Item 5.02 Departure of Directors or Certain Officers; Election of Directors;
Appointment of Certain Officers; Compensatory Arrangements of Certain Officers.
Appointment of Interim Chief Financial Officer
On September 23, 2022, YETI Holdings, Inc. (the "Company" or "YETI") announced
that Paul Carbone had tendered his resignation as the Company's Chief Financial
Officer, such resignation to be effective as of October 28, 2022.
On September 29, 2022, the Board of Directors (the "Board") appointed Michael
McMullen, age 49, to serve as interim Chief Financial Officer and interim
principal accounting officer from October 28, 2022 until such time as the Board
appoints Mr. Carbone's permanent successor. Mr. McMullen joined YETI as Head of
Financial Planning & Analysis in February 2016 and has served as Vice President
of Finance since March 2017. Prior to joining YETI, Mr. McMullen served twelve
years with Dell Inc. in various financial roles and five years with
PricewaterhouseCoopers. Mr. McMullen holds a B.B.A. in Accounting from Texas A&M
University and an M.B.A. from Northwestern University Kellogg School of
Management.
In connection with the appointment, the Compensation Committee (the "Committee")

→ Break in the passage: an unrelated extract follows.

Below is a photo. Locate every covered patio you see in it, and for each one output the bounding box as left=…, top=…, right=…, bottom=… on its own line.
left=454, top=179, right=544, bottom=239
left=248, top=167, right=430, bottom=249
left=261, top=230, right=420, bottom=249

determined that, in addition to Mr. McMullen's base salary, he is entitled to
receive (i) a monthly stipend of $8,333.33 from October 28, 2022 until such time
as the Board appoints Mr. Carbone's permanent successor and (ii) a grant of
restricted stock units valued at $300,000, with the number of units to be
determined based on the closing price of the Company's common stock on October
28, 2022. Such units shall vest two months after the Board appoints Mr.
Carbone's permanent successor. In addition, the Committee designated Mr.
McMullen as a participant under YETI's Senior Leadership Severance Benefits
Plan.
There is no arrangement or understanding with any person pursuant to which Mr.
McMullen is being elected as interim Chief Financial Officer. There are no
family relationships between Mr. McMullen and any director or executive officer
of the Company, and he is not a party to any transaction requiring disclosure
under Item 404(a) of Regulation S-K.